Summary
Activated protein C (APC) resistance is a common risk factor for venous thromboembolism
and is associated with the replacement of Arg 506 by Gin in the factor V gene (factor
V Leiden). We investigated the risk of recurrence of venous thromboembolism in APC
resistant patients heterozygous and homozygous for FV Leiden and compared these patient
groups with a group of patients, who had a history of venous thromboembolism, but
had neither APC resistance nor the FV Leiden mutation. APC resistance was determined
in frozen blood samples from patients with a history of venous thromboembolism, who
were not receiving oral anticoagulant (OAC) treatment. The plasma samples were collected
between 1984 and 1991. Twenty-one patients in whom APC resistance was found in the
stored plasma samples were reinvestigated in 1994 (5 males, 16 females, median [m]
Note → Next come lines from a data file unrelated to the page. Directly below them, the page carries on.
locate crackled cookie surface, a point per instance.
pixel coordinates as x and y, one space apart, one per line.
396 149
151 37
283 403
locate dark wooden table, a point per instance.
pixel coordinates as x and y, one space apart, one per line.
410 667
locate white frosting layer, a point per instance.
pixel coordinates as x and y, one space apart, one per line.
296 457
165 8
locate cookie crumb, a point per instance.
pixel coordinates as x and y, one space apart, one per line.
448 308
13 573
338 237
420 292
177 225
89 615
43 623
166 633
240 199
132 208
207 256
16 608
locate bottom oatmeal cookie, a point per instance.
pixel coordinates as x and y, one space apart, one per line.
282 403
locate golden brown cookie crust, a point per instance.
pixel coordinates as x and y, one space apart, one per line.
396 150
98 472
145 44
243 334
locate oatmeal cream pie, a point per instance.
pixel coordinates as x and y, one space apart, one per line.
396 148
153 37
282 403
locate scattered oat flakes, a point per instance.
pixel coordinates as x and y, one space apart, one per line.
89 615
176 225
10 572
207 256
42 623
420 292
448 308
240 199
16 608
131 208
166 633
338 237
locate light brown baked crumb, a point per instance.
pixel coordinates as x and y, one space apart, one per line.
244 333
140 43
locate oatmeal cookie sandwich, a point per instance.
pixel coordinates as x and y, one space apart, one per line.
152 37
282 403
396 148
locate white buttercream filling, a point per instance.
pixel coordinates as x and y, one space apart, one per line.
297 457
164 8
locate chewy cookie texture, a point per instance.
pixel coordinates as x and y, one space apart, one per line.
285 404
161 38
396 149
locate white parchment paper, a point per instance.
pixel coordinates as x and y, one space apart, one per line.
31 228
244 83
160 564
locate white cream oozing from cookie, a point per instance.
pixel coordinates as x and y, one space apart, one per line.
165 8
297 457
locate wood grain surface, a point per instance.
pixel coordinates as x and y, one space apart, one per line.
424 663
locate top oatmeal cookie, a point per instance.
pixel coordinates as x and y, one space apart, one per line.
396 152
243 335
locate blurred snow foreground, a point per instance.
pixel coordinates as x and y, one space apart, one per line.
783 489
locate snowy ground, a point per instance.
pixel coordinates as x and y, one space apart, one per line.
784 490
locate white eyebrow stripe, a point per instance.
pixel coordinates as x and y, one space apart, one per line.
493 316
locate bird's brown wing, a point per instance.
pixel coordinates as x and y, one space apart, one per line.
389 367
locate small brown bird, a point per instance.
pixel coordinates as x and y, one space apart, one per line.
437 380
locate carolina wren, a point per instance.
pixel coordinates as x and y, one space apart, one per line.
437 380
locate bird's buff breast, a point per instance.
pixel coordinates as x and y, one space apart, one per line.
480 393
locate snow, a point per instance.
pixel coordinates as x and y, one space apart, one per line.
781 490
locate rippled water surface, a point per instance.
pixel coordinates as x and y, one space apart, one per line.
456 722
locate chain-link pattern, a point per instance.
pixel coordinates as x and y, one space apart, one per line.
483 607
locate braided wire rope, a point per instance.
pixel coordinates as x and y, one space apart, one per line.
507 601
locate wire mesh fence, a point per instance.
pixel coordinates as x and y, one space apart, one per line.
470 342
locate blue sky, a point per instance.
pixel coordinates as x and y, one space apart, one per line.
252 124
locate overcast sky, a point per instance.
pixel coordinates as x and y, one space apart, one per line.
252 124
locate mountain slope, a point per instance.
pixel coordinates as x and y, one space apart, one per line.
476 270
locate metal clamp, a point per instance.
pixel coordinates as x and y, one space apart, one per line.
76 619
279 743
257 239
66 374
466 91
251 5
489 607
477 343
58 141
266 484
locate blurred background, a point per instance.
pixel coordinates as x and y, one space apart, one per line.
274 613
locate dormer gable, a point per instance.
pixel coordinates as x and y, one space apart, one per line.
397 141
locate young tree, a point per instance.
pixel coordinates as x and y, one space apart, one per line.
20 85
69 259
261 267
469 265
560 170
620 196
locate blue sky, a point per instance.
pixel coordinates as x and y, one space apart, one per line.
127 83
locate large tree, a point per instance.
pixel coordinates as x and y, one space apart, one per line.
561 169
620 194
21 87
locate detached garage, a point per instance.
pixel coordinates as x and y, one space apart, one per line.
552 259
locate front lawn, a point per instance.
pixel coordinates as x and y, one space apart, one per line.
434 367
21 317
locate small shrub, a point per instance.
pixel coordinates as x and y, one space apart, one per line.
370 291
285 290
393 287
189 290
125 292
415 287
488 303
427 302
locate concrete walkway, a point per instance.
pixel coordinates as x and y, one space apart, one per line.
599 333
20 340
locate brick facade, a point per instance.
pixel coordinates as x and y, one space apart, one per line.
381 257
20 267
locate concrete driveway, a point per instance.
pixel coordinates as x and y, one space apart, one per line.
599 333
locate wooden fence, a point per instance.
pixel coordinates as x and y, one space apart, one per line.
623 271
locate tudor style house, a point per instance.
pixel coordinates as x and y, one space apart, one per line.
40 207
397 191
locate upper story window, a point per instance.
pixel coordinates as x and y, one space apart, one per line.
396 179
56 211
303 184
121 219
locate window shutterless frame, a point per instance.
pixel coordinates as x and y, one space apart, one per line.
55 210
age 49 years, range 21-71 years). Twenty-one sex and age matched patients with venous
thromboembolism (5 males, 16 females, age m = 50 years, range 25-73 years) investigated
during the same time period who had a normal APC resistance test served as a control
group. Patients with APC resistance as well as controls were reinvestigated for the
presence of FV Leiden by genetic analysis in 1994. Of the 21 APC resistant patients,
5 were homozygous and 16 heterozygous for FV Leiden. Before the study entry homozygous
patients had a significantly higher recurrence rate (5/5 patients) compared to the
control group, in heterozygous patients (9/16) and controls (9/21) the recurrence
rate was not significantly different.
The total observation time was 21 years in patients with homozygous FV Leiden, 83
years in patients with heterozygous FV Leiden and 108 years in controls, excluding
the time when patients were on OAC treatment. During the observation time the recurrence
rate was highest in patients with homozygous FV Leiden (9.5 % per patient per year),
but was similar in patients with heterozygous FV Leiden (4.8% per patient per year)
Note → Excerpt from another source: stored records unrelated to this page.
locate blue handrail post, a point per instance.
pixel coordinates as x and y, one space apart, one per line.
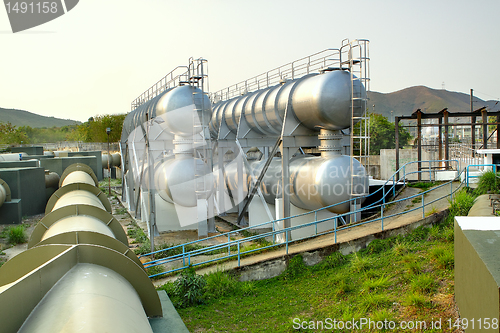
382 215
274 235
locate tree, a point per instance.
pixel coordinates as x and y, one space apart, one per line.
383 134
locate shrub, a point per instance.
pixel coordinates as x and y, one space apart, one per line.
16 235
219 284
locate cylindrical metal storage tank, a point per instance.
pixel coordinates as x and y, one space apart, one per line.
324 101
318 101
117 159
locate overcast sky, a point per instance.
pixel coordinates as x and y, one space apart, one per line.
102 54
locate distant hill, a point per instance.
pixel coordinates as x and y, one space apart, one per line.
25 118
406 101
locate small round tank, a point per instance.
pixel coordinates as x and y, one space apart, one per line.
175 181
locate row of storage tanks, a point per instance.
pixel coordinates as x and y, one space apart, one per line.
78 273
320 102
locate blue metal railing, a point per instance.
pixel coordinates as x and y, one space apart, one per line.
223 248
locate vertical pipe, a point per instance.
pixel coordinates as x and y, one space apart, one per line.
419 143
440 140
396 128
484 115
446 144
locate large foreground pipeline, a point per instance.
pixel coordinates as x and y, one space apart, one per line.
78 273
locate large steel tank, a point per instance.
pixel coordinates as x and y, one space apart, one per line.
315 181
318 101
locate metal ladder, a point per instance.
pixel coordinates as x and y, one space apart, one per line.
355 55
201 137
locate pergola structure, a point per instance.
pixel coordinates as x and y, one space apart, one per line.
443 122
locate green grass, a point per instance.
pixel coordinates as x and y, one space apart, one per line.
399 278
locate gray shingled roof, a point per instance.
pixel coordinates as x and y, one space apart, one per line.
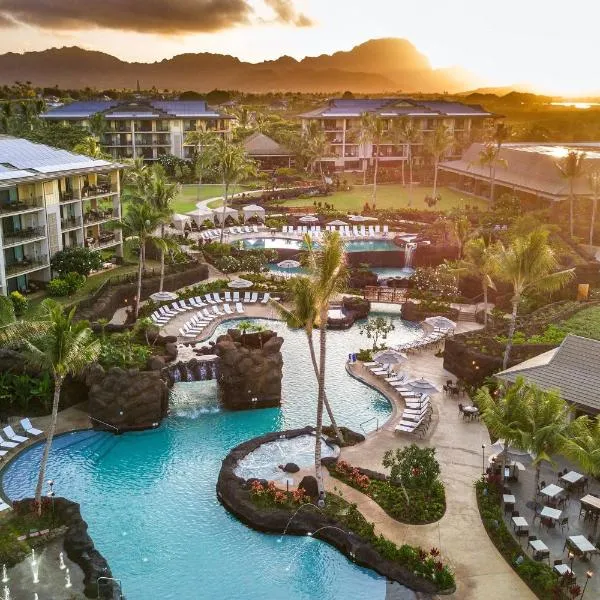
530 167
573 369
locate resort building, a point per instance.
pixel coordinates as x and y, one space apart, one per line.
526 168
340 121
573 369
51 199
268 154
145 128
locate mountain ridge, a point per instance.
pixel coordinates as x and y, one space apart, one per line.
375 66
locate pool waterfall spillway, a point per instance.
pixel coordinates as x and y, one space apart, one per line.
409 253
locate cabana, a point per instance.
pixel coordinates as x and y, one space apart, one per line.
229 212
181 222
253 211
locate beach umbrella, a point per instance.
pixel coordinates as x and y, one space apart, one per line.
308 219
440 322
422 385
389 357
238 284
288 264
163 296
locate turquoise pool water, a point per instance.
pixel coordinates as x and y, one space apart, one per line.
286 244
149 497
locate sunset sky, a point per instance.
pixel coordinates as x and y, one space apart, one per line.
551 44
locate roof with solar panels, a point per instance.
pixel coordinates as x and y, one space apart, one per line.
395 107
139 109
22 161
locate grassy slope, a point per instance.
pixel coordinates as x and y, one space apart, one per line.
391 196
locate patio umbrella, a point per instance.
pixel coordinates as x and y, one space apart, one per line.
389 357
238 284
288 264
163 296
422 385
440 322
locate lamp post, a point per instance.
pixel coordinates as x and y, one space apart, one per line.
588 576
483 459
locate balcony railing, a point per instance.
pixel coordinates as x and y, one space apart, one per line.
25 264
22 205
70 223
28 233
and controls (5% per patient per year). Two of five (40%) homozygous patients, 4/16
(25%) heterozygous and 5/21 (24%) controls had at least one recurrent event during
the observation period. The probability for development of thrombosis in the Kaplan-Meyer-Plot
analysis was not different between the three groups.
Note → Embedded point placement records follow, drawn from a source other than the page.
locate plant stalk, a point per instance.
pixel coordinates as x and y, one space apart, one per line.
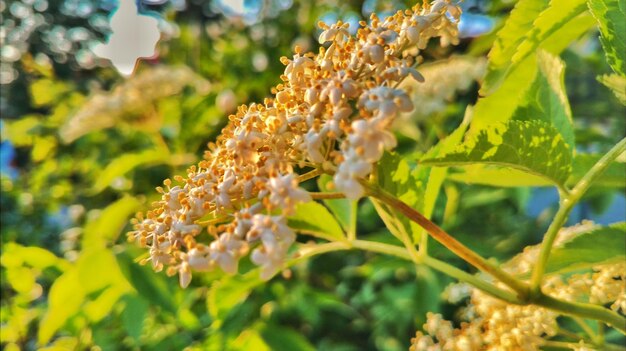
448 241
567 203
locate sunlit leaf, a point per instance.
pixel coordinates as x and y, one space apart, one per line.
434 177
531 23
610 15
21 132
43 147
600 245
546 100
249 339
108 225
506 92
230 291
134 315
510 37
396 177
535 147
124 164
314 219
46 91
613 176
15 255
64 301
343 209
284 339
496 176
150 286
617 84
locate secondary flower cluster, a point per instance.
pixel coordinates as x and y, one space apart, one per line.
331 114
492 324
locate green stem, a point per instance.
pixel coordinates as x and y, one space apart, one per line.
326 195
353 220
583 310
398 251
568 201
586 328
448 241
440 266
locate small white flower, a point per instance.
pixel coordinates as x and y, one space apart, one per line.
285 193
226 251
338 33
387 102
369 139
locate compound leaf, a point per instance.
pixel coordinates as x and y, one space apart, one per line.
535 147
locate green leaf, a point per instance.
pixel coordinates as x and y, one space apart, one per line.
343 209
505 93
506 177
531 23
124 164
108 225
64 301
134 315
535 147
231 291
496 176
617 84
598 246
249 339
15 255
546 99
46 91
151 286
434 177
284 339
610 15
314 219
396 177
509 38
21 132
613 176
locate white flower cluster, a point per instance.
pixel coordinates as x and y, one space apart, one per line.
497 325
248 183
445 78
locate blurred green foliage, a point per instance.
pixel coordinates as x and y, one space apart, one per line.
90 148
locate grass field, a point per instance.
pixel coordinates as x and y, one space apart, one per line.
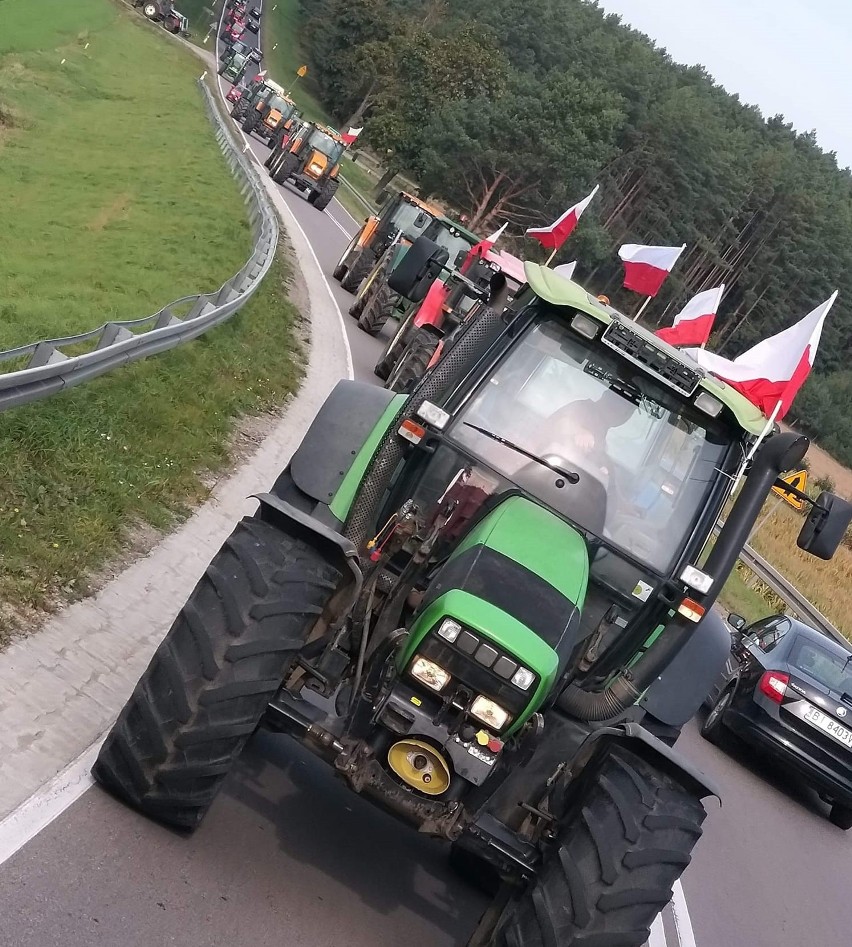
117 201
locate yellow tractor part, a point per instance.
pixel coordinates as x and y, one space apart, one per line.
420 766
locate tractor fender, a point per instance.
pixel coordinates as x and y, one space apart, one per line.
638 740
327 541
336 435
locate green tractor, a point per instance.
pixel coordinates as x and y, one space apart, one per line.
463 600
404 218
375 301
432 325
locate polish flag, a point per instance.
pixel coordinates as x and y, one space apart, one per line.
481 249
693 323
566 269
771 373
645 268
552 237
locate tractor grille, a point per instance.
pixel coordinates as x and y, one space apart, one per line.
653 360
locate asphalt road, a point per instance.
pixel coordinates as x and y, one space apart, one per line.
288 856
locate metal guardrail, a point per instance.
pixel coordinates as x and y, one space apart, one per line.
49 370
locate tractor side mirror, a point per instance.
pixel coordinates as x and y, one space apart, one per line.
418 269
825 526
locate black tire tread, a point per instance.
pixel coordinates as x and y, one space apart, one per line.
212 676
615 863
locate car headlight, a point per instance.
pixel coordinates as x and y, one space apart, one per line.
489 712
429 673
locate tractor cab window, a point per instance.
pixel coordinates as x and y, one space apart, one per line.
326 145
645 462
411 220
453 242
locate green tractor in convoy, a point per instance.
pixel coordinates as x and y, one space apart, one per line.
464 600
403 218
375 301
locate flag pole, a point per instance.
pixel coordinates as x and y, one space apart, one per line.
642 308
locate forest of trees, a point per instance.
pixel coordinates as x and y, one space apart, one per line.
511 111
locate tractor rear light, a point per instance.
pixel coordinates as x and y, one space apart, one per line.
432 414
773 685
585 325
691 609
523 678
696 579
412 431
708 404
449 630
489 712
429 673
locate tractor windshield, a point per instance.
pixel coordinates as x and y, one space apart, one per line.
646 460
326 145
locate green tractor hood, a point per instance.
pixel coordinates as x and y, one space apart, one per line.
518 581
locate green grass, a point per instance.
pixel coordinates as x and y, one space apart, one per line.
115 201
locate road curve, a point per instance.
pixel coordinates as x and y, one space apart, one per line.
289 856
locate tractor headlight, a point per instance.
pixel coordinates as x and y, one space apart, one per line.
429 673
489 712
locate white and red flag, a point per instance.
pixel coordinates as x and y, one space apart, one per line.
482 248
771 373
645 268
552 237
693 324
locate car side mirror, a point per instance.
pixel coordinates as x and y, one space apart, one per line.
825 526
418 269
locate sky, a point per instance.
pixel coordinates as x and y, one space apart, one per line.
789 57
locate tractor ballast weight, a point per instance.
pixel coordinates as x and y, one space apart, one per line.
430 600
418 269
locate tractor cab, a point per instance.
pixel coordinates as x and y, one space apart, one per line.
310 160
269 110
402 220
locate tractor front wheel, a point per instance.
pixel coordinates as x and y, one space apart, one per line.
378 310
359 271
323 197
412 364
211 678
610 870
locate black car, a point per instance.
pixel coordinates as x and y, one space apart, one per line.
787 690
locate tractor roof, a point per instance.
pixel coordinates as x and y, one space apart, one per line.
560 291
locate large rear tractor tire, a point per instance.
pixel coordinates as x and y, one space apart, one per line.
611 868
211 678
323 197
285 167
412 363
378 310
359 271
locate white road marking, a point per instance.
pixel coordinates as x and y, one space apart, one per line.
683 923
658 934
34 815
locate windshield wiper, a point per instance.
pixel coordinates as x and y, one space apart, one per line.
569 475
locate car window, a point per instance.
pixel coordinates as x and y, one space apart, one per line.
767 633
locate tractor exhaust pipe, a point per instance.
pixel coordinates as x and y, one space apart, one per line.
469 347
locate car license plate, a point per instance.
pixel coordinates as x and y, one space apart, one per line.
825 723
Bearing limitations of our study in mind (retrospective design, relatively small patient
number) we conclude that the risk of recurrence after a thromboembolic event is not
higher in patients with heterozygous FV Leiden than in patients without this mutation.
Thus, it appears that the identification of heterozygous FV Leiden mutation is not
an indication for long-term OAC treatment. Also, long-term OAC treatment cannot generally
be recommended for homozygous patients with a single thromboembolic event. More definitive
conclusions will require larger prospective studies.